- Italian theatrical release poster
- Italian: Una breve vacanza
- Directed by: Vittorio De Sica
- Screenplay by: Cesare Zavattini
- Story by: Rodolfo Sonego
- Produced by: Arthur Cohn
- Starring: Florinda Bolkan; Renato Salvatori; Daniel Quenaud; José María Prada; Adriana Asti;
- Cinematography: Ennio Guarnieri
- Edited by: Franco Arcalli
- Music by: Manuel De Sica
- Production companies: Verona Produzione; Azor Films;
- Distributed by: Cinema International Corporation
- Release dates: 21 July 1973 (Taormina); 7 September 1973 (Italy); 2 June 1975 (Spain);
- Running time: 106 minutes
- Countries: Italy; Spain;
- Language: Italian

= A Brief Vacation =

1973 film by Vittorio De Sica

A Brief Vacation (Una breve vacanza) is a 1973 melodrama film directed by Vittorio De Sica. The screenplay was written by Cesare Zavattini, was inspired by an Apollinaire adage ("Sickness is the vacation of the poor").

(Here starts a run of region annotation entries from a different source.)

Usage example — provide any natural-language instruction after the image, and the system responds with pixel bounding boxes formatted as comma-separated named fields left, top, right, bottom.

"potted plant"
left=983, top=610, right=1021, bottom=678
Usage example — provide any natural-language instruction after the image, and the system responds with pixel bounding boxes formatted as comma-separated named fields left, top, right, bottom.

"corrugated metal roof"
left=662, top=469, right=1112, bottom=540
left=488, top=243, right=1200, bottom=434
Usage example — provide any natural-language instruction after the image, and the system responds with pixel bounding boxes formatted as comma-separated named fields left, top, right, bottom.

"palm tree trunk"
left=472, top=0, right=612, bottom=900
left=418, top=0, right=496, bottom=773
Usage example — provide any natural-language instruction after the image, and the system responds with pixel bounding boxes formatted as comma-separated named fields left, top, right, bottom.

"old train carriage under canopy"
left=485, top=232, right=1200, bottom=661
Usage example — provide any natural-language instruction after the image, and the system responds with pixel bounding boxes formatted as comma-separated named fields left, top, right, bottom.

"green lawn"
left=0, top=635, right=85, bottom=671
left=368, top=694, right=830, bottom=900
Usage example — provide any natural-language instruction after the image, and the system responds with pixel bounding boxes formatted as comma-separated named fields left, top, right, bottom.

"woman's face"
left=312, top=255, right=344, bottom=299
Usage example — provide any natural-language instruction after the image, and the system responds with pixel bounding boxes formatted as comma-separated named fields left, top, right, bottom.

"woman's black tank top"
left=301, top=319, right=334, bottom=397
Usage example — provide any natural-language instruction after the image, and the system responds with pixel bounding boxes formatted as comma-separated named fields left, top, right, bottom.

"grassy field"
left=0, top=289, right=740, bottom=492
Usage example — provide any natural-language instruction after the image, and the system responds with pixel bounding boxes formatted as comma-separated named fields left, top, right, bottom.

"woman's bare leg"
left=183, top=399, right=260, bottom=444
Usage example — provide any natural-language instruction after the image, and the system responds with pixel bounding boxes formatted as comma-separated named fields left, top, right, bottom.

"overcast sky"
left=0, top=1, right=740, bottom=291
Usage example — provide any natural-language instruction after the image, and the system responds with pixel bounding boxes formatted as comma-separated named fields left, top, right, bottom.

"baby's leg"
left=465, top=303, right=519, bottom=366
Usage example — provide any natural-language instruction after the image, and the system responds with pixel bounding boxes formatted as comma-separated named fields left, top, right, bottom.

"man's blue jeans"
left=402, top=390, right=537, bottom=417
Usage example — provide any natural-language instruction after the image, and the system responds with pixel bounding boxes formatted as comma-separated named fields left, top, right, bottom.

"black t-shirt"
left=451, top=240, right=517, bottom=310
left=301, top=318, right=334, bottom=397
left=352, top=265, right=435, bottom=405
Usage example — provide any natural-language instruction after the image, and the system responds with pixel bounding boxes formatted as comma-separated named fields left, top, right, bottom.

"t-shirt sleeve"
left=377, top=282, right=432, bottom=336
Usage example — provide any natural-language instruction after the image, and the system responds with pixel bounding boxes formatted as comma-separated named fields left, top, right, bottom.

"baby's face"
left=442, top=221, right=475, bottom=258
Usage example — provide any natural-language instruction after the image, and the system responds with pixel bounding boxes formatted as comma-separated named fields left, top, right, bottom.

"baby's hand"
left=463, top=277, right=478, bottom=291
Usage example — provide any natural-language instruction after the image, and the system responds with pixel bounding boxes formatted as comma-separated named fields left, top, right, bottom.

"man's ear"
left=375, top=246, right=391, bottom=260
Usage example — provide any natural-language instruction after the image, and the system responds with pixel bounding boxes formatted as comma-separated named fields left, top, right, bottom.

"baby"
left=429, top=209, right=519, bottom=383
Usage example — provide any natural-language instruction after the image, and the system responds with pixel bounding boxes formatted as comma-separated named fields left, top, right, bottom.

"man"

The film addresses issues such as the health care system, labor conditions, spousal satisfaction, and class struggle.

==Plot==
A female factory worker from Calabria falls ill on the job and is prescribed a stay at a mountain retreat. She goes despite her husband's wishes, leaving behind her thankless work shift and her frustrating in-laws, but also her three children.

==Cast==
- Florinda Bolkan as Clara Mataro
- Renato Salvatori as Franco Mataro, the husband
- Daniel Quenaud as Luigi, Clara's lover
- José María Prada as Dr. Ciranni
- Teresa Gimpera as Gina
- Hugo Blanco as brother-in-law
- Julia Peña as Edvige
- Miranda Campa as Nurse Guidotti
- Angela Cardile as the redhead
- Anna Carena as mother-in-law
- Monica Guerritore as Maria
- Maria Mizar as Nurse Garin
- Alessandro Romanazzi as son
- Adriana Asti as Scanziani
- Christian De Sica as Mariani

==Critical reception==
The New York Times said in its review, "The director's personal warmth is unwavering throughout, and the film makes an honorable ending to his career."

The film was nominated for Best Foreign Language Film by the U.S. National Board of Review.

Florinda Bolkan won the inaugural Best Actress prize from the Los Angeles Film Critics Association for her performance.